Abdoulaye Diara est embauché en CDI à ABC Jardins dès septembre. ©Cyrill Roy / La Dépêche d’Évreux

Abdoulaye Diara est embauché en CDI à ABC Jardins dès septembre. ©Cyrill Roy / La Dépêche d’Évreux

Parti du Mali à 14 ans Abdoulaye Diara vient tout juste de valider son CAP à Évreux et va être embauché chez ABC Jardins en septembre. Il nous raconte son itinéraire.
De l’avis de tous ceux qui l’ont côtoyé depuis son arrivée en France, et principalement à Évreux (Eure) Abdoulaye Diara est un être solaire. Souriant, avenant, il dégage une sérénité impressionnante malgré son jeune âge. Pourtant, du haut de ses 18 ans, il a déjà traversé une série d’épreuves qui ne laissent pas indemne.
Tout commence dans le village d’Aïté,  à l’ouest du Mali, en 2018. Abdoulaye Diara est alors âgé de 14 ans. Aîné de la famille (il a une sœur et un frère), il n’a jamais été à l’école. « Mes parents n’avaient pas les moyens », précise-t-il dans un très bon français, langue qu’il n’a apprise que très récemment.
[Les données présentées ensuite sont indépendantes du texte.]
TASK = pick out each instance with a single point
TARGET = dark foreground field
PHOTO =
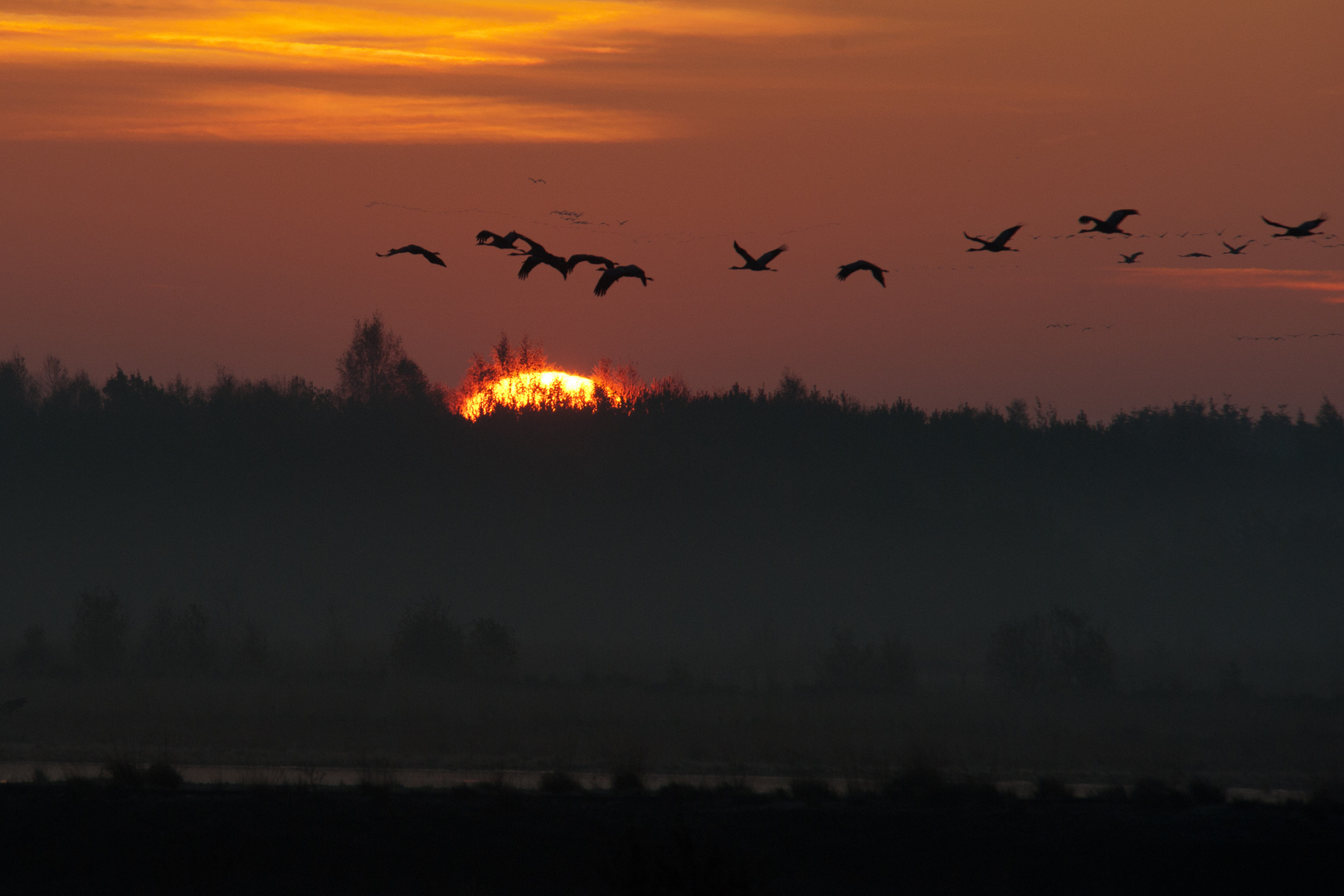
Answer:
(99, 837)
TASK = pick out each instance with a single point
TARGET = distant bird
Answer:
(1110, 225)
(507, 241)
(862, 265)
(613, 275)
(996, 245)
(414, 250)
(1305, 229)
(756, 264)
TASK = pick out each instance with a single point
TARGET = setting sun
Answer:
(535, 390)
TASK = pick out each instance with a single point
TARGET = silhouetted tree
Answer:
(375, 368)
(99, 635)
(426, 641)
(19, 388)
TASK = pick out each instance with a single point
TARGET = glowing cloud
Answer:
(1312, 281)
(251, 66)
(285, 114)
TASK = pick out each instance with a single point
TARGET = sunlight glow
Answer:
(533, 390)
(288, 114)
(392, 32)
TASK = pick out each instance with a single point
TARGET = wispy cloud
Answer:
(290, 114)
(1329, 284)
(411, 71)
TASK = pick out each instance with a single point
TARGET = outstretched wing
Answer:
(533, 247)
(528, 266)
(558, 264)
(604, 284)
(592, 260)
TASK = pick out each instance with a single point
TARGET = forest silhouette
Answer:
(726, 512)
(776, 553)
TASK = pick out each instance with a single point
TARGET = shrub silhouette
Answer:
(1205, 793)
(375, 370)
(811, 790)
(162, 776)
(426, 641)
(99, 635)
(1057, 652)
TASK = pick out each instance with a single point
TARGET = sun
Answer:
(533, 390)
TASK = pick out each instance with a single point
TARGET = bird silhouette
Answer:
(1110, 225)
(507, 241)
(414, 250)
(613, 275)
(1305, 229)
(544, 258)
(537, 256)
(572, 261)
(756, 264)
(996, 245)
(862, 265)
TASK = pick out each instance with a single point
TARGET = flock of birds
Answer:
(537, 254)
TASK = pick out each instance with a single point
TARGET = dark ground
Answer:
(95, 837)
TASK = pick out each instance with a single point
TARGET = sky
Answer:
(192, 186)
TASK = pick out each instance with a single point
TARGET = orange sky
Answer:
(191, 184)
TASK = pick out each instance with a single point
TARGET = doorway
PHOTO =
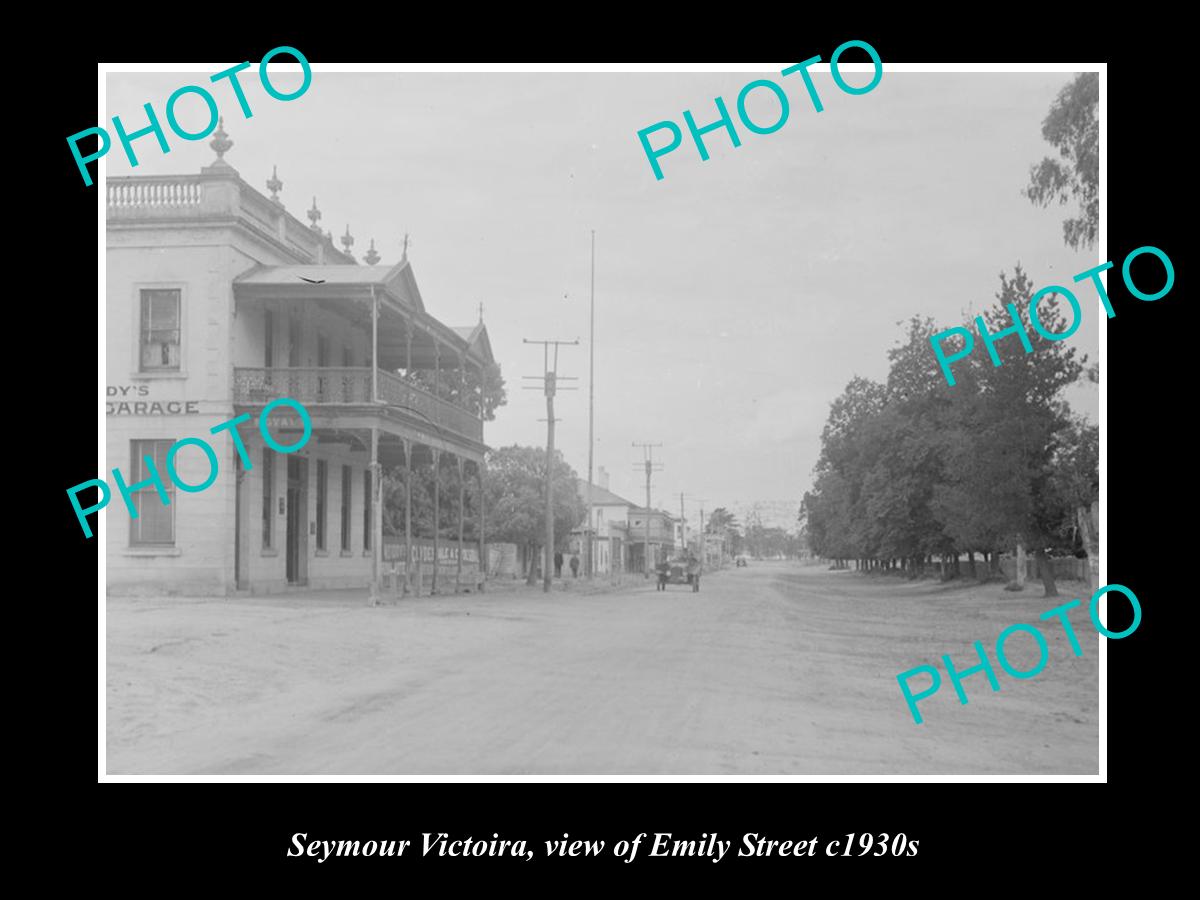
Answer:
(240, 531)
(298, 521)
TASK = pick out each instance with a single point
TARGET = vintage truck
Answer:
(679, 570)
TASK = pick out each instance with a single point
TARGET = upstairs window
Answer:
(160, 330)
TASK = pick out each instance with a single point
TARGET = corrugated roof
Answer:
(600, 496)
(328, 274)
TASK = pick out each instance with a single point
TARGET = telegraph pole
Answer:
(550, 387)
(703, 543)
(651, 466)
(592, 395)
(683, 526)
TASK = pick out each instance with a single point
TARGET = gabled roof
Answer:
(600, 496)
(477, 339)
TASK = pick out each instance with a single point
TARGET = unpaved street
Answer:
(775, 669)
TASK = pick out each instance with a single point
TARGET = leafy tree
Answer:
(916, 467)
(1072, 126)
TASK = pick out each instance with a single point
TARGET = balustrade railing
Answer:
(148, 193)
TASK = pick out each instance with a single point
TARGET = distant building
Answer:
(659, 537)
(220, 301)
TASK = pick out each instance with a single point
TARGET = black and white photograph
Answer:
(605, 421)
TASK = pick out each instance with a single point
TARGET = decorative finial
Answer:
(274, 185)
(221, 142)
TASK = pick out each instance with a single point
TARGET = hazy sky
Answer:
(735, 298)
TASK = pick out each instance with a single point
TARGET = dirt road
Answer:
(768, 670)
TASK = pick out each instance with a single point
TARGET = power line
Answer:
(649, 467)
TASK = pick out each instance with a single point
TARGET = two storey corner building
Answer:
(220, 301)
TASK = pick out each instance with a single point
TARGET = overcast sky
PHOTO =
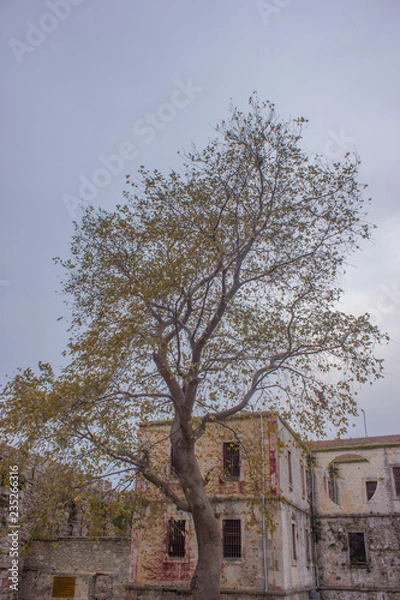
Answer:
(92, 89)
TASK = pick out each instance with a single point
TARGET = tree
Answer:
(209, 292)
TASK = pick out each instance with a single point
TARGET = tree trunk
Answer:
(205, 584)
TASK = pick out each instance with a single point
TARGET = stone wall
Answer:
(100, 568)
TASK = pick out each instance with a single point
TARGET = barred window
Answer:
(232, 538)
(232, 459)
(396, 479)
(290, 471)
(370, 488)
(357, 549)
(176, 538)
(294, 542)
(173, 464)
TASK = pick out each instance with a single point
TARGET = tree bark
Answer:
(205, 584)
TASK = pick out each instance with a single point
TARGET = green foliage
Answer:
(209, 291)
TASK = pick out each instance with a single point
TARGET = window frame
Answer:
(235, 548)
(303, 481)
(396, 481)
(228, 465)
(290, 470)
(178, 546)
(294, 545)
(357, 564)
(367, 492)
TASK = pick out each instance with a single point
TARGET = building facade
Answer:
(357, 507)
(297, 522)
(258, 483)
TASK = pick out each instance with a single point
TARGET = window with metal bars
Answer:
(232, 538)
(370, 488)
(63, 587)
(232, 459)
(294, 542)
(357, 549)
(176, 538)
(396, 479)
(173, 465)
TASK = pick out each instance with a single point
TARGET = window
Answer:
(308, 546)
(290, 471)
(303, 480)
(357, 549)
(396, 479)
(294, 542)
(232, 539)
(232, 459)
(63, 587)
(370, 488)
(176, 538)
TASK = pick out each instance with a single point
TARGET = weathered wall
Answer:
(382, 571)
(263, 467)
(349, 510)
(100, 566)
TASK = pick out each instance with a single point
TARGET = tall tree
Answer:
(210, 291)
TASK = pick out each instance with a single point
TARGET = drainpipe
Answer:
(313, 516)
(263, 524)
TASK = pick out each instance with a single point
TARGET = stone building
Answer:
(77, 557)
(357, 504)
(258, 484)
(298, 522)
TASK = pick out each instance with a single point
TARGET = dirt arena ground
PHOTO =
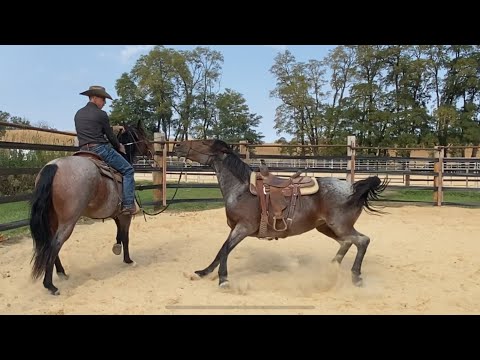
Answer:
(421, 260)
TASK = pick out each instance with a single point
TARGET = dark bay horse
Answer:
(332, 210)
(73, 186)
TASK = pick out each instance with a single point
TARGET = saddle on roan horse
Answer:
(277, 193)
(105, 170)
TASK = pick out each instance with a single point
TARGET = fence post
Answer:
(438, 179)
(244, 150)
(158, 177)
(351, 161)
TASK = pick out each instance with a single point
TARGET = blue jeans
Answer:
(115, 160)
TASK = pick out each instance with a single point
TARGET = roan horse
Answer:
(332, 208)
(73, 186)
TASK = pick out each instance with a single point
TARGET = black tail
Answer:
(40, 223)
(367, 190)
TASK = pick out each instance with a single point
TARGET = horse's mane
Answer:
(232, 161)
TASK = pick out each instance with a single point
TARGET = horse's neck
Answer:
(229, 183)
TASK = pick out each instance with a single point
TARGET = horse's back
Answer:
(331, 187)
(80, 187)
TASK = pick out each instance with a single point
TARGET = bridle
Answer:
(208, 162)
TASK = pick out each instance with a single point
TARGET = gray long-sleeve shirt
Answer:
(92, 125)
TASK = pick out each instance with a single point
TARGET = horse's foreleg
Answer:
(123, 226)
(234, 238)
(59, 268)
(117, 248)
(215, 261)
(62, 234)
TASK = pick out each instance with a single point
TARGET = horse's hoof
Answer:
(117, 249)
(193, 276)
(357, 281)
(225, 284)
(201, 273)
(63, 276)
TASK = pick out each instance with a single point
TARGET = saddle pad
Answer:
(105, 170)
(309, 190)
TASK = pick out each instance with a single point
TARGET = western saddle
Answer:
(276, 194)
(105, 170)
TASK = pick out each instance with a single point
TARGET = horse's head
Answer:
(134, 138)
(202, 151)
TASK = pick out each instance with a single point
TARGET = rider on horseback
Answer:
(95, 134)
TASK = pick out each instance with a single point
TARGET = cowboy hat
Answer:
(96, 90)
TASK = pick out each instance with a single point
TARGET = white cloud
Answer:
(278, 47)
(130, 51)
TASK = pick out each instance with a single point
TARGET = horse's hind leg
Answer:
(346, 240)
(59, 268)
(361, 242)
(344, 245)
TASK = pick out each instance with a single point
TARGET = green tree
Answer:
(234, 122)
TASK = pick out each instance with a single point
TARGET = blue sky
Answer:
(42, 82)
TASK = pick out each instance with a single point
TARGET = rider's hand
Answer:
(121, 148)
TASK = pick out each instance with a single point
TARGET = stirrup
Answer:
(275, 224)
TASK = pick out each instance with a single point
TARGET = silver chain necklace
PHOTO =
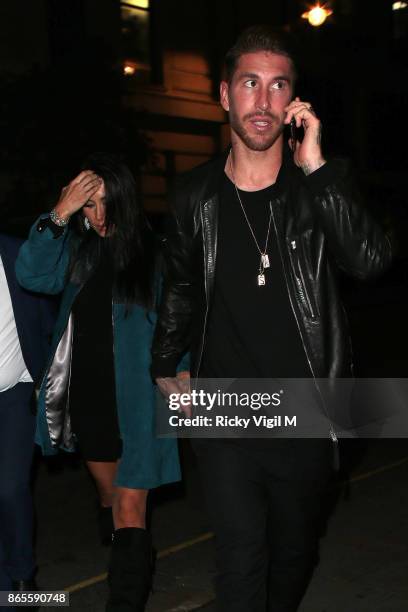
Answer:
(264, 262)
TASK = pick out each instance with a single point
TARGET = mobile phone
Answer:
(292, 127)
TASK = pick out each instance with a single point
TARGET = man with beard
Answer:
(253, 243)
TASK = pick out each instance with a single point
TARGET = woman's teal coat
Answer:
(147, 461)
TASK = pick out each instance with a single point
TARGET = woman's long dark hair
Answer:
(129, 238)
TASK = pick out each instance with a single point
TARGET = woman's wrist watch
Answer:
(57, 219)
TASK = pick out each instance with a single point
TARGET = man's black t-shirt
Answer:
(252, 331)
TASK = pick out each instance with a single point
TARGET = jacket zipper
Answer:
(300, 281)
(332, 433)
(206, 294)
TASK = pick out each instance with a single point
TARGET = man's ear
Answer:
(224, 98)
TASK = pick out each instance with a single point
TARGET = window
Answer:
(135, 16)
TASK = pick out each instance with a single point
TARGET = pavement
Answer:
(364, 549)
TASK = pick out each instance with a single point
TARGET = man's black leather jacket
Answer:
(320, 226)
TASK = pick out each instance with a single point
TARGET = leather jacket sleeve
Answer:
(172, 333)
(356, 242)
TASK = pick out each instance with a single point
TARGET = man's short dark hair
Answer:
(260, 38)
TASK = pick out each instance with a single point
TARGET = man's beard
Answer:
(256, 143)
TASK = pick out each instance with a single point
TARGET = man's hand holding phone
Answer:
(308, 153)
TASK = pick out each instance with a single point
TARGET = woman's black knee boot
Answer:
(130, 570)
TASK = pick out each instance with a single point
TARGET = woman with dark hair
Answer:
(96, 247)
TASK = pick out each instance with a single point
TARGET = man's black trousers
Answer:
(265, 500)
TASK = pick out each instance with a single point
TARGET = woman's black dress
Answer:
(92, 397)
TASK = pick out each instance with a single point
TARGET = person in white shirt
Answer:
(25, 326)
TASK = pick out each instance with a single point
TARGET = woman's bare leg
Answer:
(129, 507)
(103, 472)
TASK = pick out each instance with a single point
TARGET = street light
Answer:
(317, 15)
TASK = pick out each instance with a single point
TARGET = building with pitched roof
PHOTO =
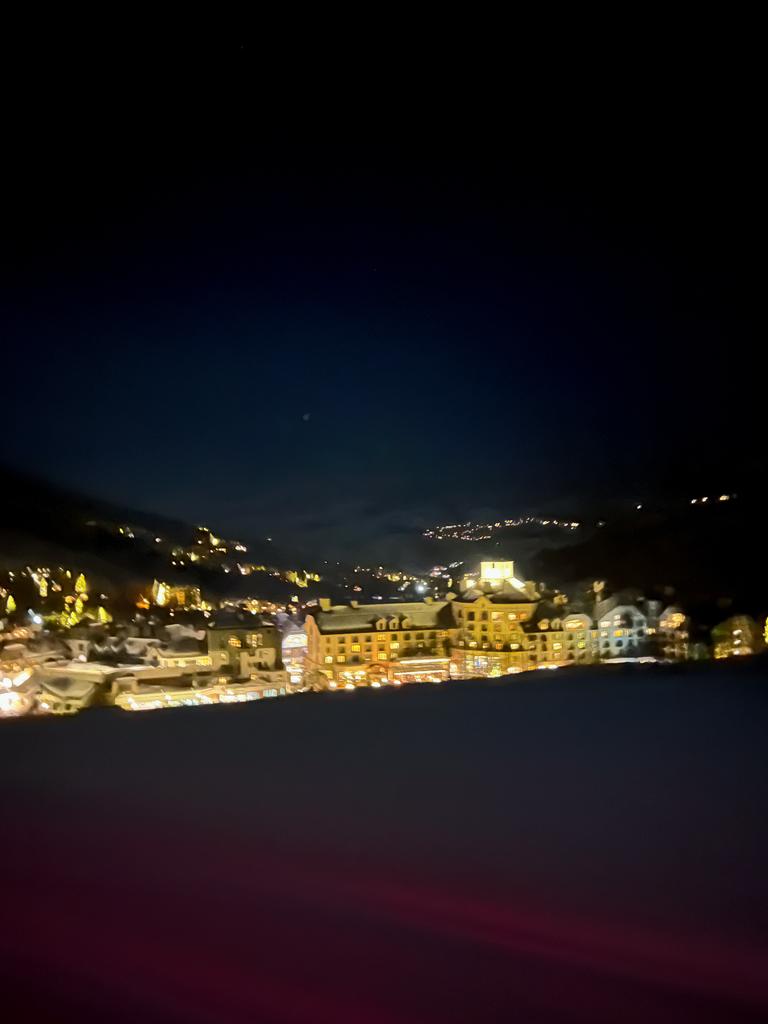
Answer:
(369, 644)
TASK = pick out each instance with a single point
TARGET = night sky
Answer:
(316, 320)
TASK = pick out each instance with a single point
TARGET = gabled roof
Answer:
(237, 619)
(506, 594)
(420, 614)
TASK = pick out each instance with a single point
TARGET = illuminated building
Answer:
(223, 691)
(622, 628)
(294, 652)
(488, 616)
(249, 645)
(360, 644)
(170, 595)
(672, 634)
(736, 637)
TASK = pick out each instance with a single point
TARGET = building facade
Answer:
(245, 644)
(371, 644)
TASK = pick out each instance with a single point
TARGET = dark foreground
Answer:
(587, 848)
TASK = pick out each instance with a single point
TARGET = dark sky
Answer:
(226, 306)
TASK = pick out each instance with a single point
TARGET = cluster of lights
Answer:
(192, 698)
(484, 530)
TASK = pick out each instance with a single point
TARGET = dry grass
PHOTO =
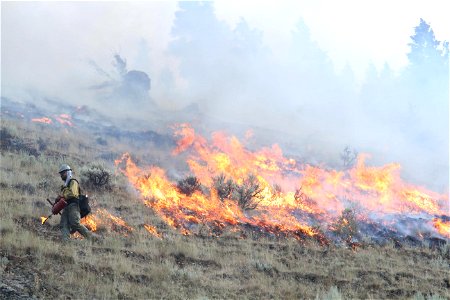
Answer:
(35, 263)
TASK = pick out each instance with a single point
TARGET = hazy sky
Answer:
(48, 49)
(47, 35)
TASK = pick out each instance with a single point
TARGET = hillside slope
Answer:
(130, 262)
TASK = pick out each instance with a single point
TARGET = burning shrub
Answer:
(346, 226)
(223, 186)
(248, 193)
(189, 185)
(95, 177)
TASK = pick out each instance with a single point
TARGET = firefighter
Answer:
(70, 217)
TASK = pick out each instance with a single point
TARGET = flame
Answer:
(306, 194)
(152, 230)
(42, 120)
(443, 227)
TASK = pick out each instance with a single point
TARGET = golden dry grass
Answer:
(35, 263)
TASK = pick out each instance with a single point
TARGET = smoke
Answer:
(229, 78)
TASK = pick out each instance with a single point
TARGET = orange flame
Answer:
(152, 230)
(443, 227)
(304, 190)
(42, 120)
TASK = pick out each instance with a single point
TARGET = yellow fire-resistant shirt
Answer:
(71, 191)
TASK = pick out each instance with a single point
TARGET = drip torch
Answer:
(57, 206)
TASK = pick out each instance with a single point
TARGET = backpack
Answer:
(83, 202)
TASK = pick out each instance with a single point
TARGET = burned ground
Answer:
(134, 264)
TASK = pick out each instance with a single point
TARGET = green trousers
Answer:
(70, 219)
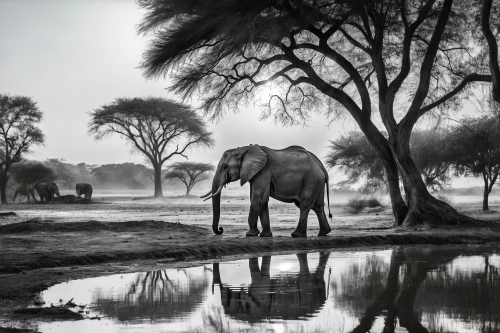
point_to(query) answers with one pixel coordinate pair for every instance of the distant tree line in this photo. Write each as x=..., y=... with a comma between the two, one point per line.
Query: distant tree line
x=471, y=149
x=124, y=176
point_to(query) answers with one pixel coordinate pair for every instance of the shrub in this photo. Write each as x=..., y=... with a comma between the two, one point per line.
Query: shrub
x=444, y=198
x=356, y=205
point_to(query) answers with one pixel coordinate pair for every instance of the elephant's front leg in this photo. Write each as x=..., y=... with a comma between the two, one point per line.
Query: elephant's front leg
x=258, y=200
x=264, y=221
x=253, y=216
Il travaille avec eux dans les champs de maïs depuis son plus jeune âge mais semble rêver plus grand. Dans son village, certains sont revenus de France « en ayant obtenu des choses ». Il n’en faut pas plus pour l’inciter à partir à son tour.
Un ami de son père paye les passeurs, un préalable incontournable pour traverser les frontières avant d’atteindre le Maroc. Abdoulaye Diara ne part pas seul, puisqu’il est accompagné d’un copain et d’autres villageois. Ensemble, ils mettent près d’un mois pour arriver au nord du Maghreb. Mais l’aventure est loin d’être terminée : avant de prendre le large, le groupe passe neuf jours à dormir dans la forêt.
54 dans un canot pneumatique
Puis vient le moment d’embarquer. Vers trois heures du matin, ils sont 54 dans un bateau pneumatique. « On a dû le gonfler avant de monter dedans », se souvient le jeune Malien. La voix d’Abdoulaye Diara est moins assurée à l’évocation de ce moment, comme s’il ne voulait pas se replonger dans l’angoisse de la traversée.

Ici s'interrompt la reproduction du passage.